楓の遺骨は四十九日までは実家にあるはず。
ということは、それまでは楓の実家にお参りに行けばいい、ということを。
律子もきっと気付いていないだろう。
伝えなくては。
そう思い、再度その旨をメールに打ち込み送った。
返信メールは午後三時ころきた。
僕は最近のさまざまなできごとのせいか、つかれていたようで、いねむりをしている最中だった。
着信音で目覚めて僕は内容を確認した。
それは、
こんにちは!
そう言われてみればそうだよね。
私もかんちがいしてたよ。
じゃあ、日曜日は楓の実家に行く?
というもので、僕は早速、うん。楓の実家に行こうと、いう返信をした。
つづけざまに僕はメールをうち、みせたいメールがあるんだ、そう送った。
すぐに返信は来た。
みせたいメール?なんだろ。
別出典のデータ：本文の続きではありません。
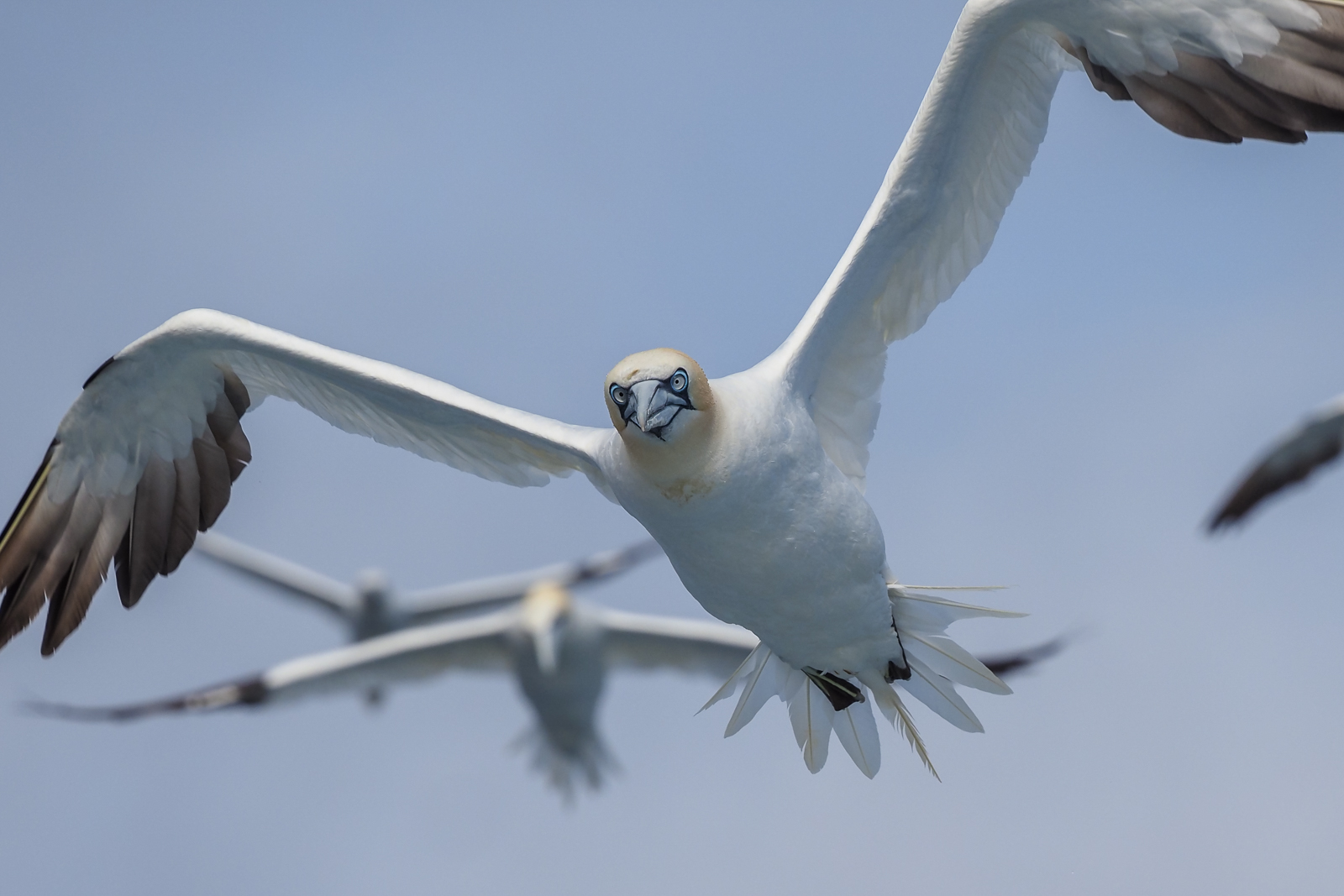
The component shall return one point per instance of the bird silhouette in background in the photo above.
(752, 483)
(558, 649)
(1297, 453)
だれから?
その問いにはこたえず、
んじゃ、あした律子さん家までむかえにいくのでよろしく。
メールをおくったあと、僕はおもった。
律子さんと二人きりかぁ。
亡くなっていないとはいえ、なんだか楓にわるい気がするなぁ。
楓という存在はいまでも僕のこころの中で生きている。
それなのに…。
白い木製のテーブルに僕はひじをつきながらなやんだ。
でも、すこししてただ、移動を一緒にするだけだ、やましくはないだろう。
とかんがえなおした。
翌日の日曜の朝。
僕は律子にメールをおくった。
昼の一時ころいくから、と。
そして、スマホをテーブルにおこうとした時、着信があった。
画面を見てみると相手は友人の窪田道弘だった。
僕の浮気相手と仲良くなったやつ。
なんだかいやな予感がする。
一応、でてみた。
「おい、慎吾!たいへんだ!!」
「いったいどうしたんだよ。おちつけよ」
「これがおちついていられるか!!お前の浮気相手だった女、さっき、家にいってみたら手首切って風呂場でたおれててよ、それで、救急車よんではこばれたぞ!」
僕はつい、おもったことを口にだしてしまった。
「またか…」
「またか…?またかとはどういうことだ!おまえ知ってたのか?そういうことをする女だってこと」
「まあな」
「なんだよ、知ってるならおしえてくれよ!俺、かなりびっくりしたんだぞ!!」
僕は煙草に火をつけ、一息フーッと煙をはいてからこう言った。
「そんなよけいなこといえるわけないだろ!」
「よけいじゃねぇし!」
僕は再度、煙草をすい、はきながら、
「とにかく、もうあいつはやめたほうがいいぞ?これが友人としての意見だ」
窪田はだまってしまった。
そして、僕はこころの中でこうおもった。
「ザマアミヤガレ!」
と。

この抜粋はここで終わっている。